Mensagens e chamadas. Falo muitas horas ao telefone por dia. Eu nunca antes li a imprensa portuguesa como agora. Eu acho que esta ação contra mim foi muito bem planificada porque aconteceu no dia 9 de Maio [Dia da Vitória soviética sobre o nazismo]. Saiu aquele artigo, depois as declarações de Milhazes. Ele e aqueles cidadãos ucranianos fazem isto porque sabem que agora é o tempo em que podem dizer o que lhes apetecer que ninguém os vai condenar. Também foi atacado o antigo diretor do Conservatório de Coimbra, Manuel Pires da Rocha, por ter participado num evento da Associação Iuri Gagarine [no Dia da Vitória]. Acusam-no de ser pró-Putin. É uma situação triste.
Têm sido noticiados vários casos de ameaças. A comunidade russa sente medo?
Medo não temos, mas temos preocupação com as nossas vidas, os nossos filhos.
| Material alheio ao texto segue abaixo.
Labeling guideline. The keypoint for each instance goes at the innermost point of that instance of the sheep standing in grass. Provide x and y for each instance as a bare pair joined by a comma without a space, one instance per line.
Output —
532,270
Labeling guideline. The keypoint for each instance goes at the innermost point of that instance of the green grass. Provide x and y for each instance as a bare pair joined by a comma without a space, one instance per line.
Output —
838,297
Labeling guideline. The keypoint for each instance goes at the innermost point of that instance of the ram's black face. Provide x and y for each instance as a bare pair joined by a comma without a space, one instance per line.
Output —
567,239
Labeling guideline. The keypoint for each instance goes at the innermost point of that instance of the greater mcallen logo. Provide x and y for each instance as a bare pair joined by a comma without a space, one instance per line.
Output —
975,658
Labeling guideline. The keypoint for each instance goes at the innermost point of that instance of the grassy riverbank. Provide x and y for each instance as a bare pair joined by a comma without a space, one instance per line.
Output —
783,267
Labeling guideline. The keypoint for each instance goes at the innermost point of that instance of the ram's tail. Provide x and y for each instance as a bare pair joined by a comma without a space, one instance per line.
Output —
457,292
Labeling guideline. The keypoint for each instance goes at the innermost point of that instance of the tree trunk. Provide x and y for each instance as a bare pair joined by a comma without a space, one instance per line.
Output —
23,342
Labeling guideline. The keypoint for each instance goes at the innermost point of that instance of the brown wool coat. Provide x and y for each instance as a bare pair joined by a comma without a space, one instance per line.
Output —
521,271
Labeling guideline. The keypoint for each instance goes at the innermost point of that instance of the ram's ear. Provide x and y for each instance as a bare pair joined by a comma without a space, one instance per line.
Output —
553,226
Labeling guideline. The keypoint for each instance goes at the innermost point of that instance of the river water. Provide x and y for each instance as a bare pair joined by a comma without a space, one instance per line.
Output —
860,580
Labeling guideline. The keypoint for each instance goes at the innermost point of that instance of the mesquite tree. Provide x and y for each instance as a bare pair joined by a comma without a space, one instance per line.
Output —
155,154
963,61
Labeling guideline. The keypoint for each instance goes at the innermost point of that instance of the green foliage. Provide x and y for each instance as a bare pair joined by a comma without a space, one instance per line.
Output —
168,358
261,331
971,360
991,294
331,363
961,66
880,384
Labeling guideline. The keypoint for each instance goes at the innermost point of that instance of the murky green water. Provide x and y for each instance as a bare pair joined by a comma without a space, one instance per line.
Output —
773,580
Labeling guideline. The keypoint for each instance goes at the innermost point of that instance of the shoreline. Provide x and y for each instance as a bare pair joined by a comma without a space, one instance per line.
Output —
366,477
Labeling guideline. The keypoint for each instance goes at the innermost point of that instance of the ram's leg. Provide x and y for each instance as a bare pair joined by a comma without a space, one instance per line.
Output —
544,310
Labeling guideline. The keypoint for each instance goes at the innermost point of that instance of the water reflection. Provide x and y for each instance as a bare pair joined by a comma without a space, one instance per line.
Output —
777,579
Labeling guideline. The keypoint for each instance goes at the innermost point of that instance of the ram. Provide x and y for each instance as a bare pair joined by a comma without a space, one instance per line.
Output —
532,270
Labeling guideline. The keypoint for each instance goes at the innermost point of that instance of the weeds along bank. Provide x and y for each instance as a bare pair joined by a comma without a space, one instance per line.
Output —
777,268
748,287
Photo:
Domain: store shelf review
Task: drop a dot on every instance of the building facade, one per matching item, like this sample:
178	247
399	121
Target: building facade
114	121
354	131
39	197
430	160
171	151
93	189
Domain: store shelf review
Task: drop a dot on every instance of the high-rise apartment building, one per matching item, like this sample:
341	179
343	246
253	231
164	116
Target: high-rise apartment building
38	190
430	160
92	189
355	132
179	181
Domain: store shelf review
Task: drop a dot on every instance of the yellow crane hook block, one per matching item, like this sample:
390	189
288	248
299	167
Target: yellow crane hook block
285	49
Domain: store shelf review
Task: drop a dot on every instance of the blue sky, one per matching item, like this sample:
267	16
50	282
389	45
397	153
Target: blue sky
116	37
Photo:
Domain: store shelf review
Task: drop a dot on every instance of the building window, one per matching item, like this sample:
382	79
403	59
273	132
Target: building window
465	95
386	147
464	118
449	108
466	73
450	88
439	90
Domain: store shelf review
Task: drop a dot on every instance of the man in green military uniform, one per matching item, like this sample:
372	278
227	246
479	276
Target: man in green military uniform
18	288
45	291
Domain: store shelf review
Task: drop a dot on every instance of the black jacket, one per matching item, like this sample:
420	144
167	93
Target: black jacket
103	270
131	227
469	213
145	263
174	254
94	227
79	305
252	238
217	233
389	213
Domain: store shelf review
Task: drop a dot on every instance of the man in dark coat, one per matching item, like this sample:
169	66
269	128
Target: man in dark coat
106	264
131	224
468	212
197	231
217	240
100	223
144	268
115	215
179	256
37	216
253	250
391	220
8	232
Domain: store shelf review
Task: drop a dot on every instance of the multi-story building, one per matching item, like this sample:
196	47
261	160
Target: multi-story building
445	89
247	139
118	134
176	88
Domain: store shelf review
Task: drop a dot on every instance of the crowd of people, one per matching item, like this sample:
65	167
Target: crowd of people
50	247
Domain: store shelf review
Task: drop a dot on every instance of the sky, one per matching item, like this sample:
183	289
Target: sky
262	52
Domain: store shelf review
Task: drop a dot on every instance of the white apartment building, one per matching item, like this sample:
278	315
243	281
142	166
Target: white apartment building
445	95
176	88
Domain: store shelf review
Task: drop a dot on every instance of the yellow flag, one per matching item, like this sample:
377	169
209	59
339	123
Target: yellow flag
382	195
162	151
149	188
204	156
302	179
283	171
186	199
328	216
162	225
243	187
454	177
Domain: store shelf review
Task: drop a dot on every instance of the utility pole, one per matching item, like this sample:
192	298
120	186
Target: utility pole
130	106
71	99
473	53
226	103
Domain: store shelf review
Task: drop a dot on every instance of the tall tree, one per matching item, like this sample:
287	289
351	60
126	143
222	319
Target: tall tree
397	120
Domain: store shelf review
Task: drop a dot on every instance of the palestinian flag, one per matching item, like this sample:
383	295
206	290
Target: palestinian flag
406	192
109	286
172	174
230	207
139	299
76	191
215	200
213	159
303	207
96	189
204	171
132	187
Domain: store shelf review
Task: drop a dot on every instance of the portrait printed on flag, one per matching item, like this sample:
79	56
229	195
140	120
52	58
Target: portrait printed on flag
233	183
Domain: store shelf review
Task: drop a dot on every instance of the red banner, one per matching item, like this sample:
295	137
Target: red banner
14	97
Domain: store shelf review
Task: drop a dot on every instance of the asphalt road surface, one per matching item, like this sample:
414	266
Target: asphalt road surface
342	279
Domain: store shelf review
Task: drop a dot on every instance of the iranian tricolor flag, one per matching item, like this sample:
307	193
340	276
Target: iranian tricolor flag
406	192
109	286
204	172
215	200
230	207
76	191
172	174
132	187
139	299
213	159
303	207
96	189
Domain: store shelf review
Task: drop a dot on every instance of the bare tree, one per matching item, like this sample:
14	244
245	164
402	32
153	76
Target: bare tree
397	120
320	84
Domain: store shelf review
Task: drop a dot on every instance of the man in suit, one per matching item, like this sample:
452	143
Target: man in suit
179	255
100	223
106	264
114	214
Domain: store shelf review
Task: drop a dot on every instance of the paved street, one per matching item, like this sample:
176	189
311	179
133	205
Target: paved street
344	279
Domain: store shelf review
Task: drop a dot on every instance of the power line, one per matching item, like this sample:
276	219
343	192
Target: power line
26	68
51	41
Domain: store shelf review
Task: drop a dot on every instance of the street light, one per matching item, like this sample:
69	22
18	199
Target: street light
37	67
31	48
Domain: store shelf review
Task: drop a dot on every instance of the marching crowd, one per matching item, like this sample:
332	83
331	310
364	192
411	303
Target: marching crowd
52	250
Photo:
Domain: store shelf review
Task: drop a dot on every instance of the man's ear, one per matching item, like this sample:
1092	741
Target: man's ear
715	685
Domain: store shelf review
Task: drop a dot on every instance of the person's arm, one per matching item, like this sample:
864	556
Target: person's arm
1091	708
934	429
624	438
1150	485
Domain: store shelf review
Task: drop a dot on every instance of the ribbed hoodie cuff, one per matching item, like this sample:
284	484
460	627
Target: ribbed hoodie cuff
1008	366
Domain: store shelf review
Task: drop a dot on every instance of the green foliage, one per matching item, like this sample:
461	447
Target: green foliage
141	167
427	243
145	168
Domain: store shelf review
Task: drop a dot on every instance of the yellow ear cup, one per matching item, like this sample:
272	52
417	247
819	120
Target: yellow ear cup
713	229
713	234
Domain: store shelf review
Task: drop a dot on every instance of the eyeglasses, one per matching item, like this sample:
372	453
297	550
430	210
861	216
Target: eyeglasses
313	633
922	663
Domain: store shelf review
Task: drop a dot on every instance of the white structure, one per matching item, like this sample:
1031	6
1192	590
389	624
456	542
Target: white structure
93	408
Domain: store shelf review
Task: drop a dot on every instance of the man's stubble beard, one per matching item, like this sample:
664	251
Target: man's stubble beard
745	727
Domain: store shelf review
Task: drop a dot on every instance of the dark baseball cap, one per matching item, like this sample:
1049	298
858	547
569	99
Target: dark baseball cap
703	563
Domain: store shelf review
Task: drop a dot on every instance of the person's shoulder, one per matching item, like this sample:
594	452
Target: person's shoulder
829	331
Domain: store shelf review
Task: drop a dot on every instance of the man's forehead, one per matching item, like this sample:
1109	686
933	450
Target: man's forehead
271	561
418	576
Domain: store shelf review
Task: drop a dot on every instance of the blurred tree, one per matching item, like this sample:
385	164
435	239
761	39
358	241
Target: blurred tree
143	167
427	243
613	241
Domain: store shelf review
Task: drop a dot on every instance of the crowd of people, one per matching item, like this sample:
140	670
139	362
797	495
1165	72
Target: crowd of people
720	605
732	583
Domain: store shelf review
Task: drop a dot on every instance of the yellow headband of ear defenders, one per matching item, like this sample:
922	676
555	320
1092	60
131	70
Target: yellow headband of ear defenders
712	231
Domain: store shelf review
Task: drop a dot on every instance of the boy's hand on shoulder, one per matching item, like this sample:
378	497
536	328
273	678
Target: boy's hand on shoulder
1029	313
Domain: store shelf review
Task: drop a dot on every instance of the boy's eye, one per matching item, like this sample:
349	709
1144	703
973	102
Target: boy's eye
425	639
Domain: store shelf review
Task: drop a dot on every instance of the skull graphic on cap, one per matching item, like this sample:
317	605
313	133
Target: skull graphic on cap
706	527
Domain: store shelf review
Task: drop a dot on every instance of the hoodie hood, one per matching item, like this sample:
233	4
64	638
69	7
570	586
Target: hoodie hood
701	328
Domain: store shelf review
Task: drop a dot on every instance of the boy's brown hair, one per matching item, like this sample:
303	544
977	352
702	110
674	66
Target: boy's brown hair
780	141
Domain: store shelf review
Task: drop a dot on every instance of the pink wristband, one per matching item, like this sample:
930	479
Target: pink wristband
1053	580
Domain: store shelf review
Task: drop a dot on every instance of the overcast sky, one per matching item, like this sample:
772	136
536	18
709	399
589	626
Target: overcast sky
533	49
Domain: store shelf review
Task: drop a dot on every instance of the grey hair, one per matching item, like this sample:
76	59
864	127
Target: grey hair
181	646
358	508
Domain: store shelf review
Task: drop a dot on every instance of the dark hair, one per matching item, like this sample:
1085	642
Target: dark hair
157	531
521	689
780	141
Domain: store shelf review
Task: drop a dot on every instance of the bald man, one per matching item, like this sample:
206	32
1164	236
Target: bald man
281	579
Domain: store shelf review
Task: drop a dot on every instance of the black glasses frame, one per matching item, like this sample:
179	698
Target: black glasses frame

Por exemplo, na primeira escola eslava, em Lisboa, onde estudam ucranianos, russos, uzbeques, etc, começaram a haver problemas, com professores ameaçados; depois um carro de um russo foi pintado com a bandeira ucraniana em Coimbra. O meu carro, também, foi atacado com ovos . Ligaram à minha filha a pedir-lhe para falar comigo para eu tirar as imagens do centro de estudos russos. E a minha filha disse-me que tinha medo do que esta gente me pudesse fazer.